The ultimate goal is to have multiple decliations of ReFactor, providing the user the ability to choose which firmware/software stack to run on their hardware. The following pre-build declinations are planned:

  • OctoPrint, Klipper, Toggle
  • OctoPrint, Redeem, Toggle
  • Duet Web Control, Klipper
  • Duet Web Control, Redeem

Only the first has been implemented so far, while the others are undergoing construction in the order shown in this list. The ReFactor images with OctoPrint are meant to provide drop-in replacements for the previous Umikaze images, including all the extra goodies that were present.

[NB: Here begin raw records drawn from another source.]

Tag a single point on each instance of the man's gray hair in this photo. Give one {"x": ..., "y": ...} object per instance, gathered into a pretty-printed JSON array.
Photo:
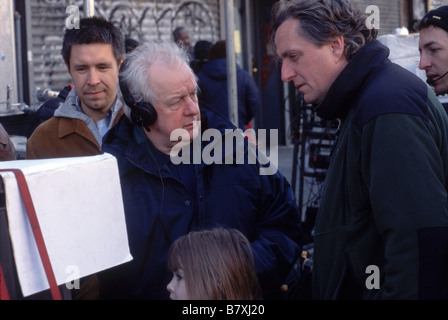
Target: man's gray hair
[
  {"x": 321, "y": 21},
  {"x": 136, "y": 74}
]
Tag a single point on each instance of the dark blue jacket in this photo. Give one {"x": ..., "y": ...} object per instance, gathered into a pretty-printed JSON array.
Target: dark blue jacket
[
  {"x": 384, "y": 204},
  {"x": 159, "y": 208},
  {"x": 213, "y": 91}
]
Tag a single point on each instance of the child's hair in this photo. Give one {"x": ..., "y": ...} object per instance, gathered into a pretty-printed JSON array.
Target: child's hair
[{"x": 217, "y": 265}]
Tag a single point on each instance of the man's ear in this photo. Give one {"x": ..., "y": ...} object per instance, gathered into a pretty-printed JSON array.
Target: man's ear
[
  {"x": 121, "y": 62},
  {"x": 337, "y": 47},
  {"x": 68, "y": 68}
]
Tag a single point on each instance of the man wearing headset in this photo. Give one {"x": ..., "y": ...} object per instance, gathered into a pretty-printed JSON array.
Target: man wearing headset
[
  {"x": 93, "y": 55},
  {"x": 164, "y": 200},
  {"x": 433, "y": 47}
]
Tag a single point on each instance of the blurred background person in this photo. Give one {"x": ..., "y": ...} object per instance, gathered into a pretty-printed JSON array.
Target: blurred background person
[
  {"x": 182, "y": 38},
  {"x": 213, "y": 87},
  {"x": 201, "y": 51}
]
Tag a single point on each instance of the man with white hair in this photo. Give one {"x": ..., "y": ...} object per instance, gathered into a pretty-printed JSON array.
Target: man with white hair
[{"x": 164, "y": 200}]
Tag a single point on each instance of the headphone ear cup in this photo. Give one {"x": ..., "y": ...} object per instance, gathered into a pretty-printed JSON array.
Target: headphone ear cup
[{"x": 143, "y": 114}]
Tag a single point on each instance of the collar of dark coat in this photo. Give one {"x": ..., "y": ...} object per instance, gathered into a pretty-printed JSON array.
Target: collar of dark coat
[{"x": 347, "y": 85}]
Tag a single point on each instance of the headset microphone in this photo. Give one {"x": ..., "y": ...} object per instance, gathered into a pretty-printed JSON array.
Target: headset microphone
[{"x": 432, "y": 81}]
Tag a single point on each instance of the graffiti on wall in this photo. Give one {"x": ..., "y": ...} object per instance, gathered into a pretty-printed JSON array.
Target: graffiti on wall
[{"x": 141, "y": 20}]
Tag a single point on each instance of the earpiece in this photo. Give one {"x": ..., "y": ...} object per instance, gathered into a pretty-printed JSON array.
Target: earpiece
[{"x": 143, "y": 113}]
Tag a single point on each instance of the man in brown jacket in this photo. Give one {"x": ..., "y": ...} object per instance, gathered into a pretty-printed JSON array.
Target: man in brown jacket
[{"x": 93, "y": 55}]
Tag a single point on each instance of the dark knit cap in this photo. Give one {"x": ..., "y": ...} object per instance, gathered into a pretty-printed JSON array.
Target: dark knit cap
[{"x": 437, "y": 17}]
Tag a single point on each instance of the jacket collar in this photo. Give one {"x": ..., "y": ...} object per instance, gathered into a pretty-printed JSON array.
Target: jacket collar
[
  {"x": 347, "y": 85},
  {"x": 72, "y": 119}
]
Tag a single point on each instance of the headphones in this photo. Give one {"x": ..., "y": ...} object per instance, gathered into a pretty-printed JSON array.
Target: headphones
[{"x": 143, "y": 113}]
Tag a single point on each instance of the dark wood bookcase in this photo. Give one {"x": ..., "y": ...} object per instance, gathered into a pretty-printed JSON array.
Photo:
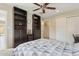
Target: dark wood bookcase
[{"x": 20, "y": 26}]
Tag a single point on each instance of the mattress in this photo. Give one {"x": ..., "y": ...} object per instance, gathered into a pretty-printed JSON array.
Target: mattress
[{"x": 46, "y": 47}]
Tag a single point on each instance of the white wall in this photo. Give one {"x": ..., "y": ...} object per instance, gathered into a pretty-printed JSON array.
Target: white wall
[{"x": 65, "y": 26}]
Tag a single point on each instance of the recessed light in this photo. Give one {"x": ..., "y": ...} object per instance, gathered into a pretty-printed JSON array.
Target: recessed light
[{"x": 57, "y": 11}]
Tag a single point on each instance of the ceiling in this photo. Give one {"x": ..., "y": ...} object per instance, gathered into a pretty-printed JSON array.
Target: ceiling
[{"x": 60, "y": 8}]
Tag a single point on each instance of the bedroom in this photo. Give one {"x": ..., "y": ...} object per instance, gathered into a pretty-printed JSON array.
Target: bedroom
[{"x": 60, "y": 25}]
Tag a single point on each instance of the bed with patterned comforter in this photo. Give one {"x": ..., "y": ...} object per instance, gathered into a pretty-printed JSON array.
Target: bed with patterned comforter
[{"x": 44, "y": 47}]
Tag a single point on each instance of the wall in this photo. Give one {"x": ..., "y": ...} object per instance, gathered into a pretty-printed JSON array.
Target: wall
[
  {"x": 64, "y": 31},
  {"x": 60, "y": 28},
  {"x": 52, "y": 28},
  {"x": 9, "y": 29}
]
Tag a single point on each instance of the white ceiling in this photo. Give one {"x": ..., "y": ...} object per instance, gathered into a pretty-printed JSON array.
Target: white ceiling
[{"x": 60, "y": 8}]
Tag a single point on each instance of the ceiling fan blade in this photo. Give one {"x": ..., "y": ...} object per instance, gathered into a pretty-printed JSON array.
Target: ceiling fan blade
[
  {"x": 36, "y": 9},
  {"x": 45, "y": 4},
  {"x": 37, "y": 4},
  {"x": 51, "y": 8},
  {"x": 43, "y": 11}
]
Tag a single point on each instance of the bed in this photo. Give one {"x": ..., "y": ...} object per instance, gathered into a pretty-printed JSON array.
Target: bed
[{"x": 46, "y": 47}]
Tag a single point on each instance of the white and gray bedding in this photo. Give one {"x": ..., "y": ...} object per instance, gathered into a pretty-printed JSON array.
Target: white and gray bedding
[{"x": 44, "y": 47}]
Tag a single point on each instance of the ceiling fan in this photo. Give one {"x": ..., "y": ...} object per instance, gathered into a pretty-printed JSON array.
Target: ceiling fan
[{"x": 44, "y": 7}]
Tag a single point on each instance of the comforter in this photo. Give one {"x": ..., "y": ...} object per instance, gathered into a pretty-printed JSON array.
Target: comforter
[{"x": 44, "y": 47}]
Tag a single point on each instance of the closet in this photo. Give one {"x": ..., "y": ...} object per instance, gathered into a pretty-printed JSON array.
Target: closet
[
  {"x": 20, "y": 26},
  {"x": 36, "y": 26}
]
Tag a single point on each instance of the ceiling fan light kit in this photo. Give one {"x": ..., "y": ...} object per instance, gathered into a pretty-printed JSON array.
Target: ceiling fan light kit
[{"x": 44, "y": 7}]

The default login is root with password kamikaze. The system will prompt for an immediate password change, to prevent a massive IoT exploitation through the web. Wouldn't want your printer sending out spam or starting to print unauthorized objects, now would we?

Installing a custom software stack with ReFactor from a base Debian image

At the moment ReFactor only supports using a debian-based distribution as a basis. Further down the line it will be refactored so that many more packaging systems are supported - this is not an Ansible limitation, but rather simply a developer time limitation.

The goal for ReFactor is to allow the end-user to choose a custom software stack, while making installation of those packages easier. In this case, the user will want to learn how to write a simple Ansible playbook - there are multiple examples available in the ReFactor base folder (build_full_klipper_octoprint.yml, install_klipper.yml, any yml file really).

The files starting with "build_full_" are meant to be used for the image building described in the previous section. The files starting with "install_" are designed to be run on a printer platform exclusively - not on a host system.

Each install_ file will install a specific component with its required dependencies. For instance, if you with install toggle, it will also install the Beaglebone's graphics drivers, required for video output, along with a number of libraries that Toggle is reliant on (such as a custom-built libclutter using the framebuffer output instead of the X11 driver).

To install a specific component, make sure that you have installed ansible. Alternatively you can just run the prep_ubuntu.sh script - the only thing it does is make sure that Ansible is ready to execute any further tasks required.

Once Ansible is installed, just run "ansible-playbook install_klipper.yml" for example. Let it run and it will go through to make sure everything is available upon the next reboot.

After all packages have been installed as desired, reboot the system. A reboot is necessary, as depending on the software installed, kernel modules may be enabled / disabled, kernel versions may have changed etc. These are unfortunately not changes that can be done without a reboot.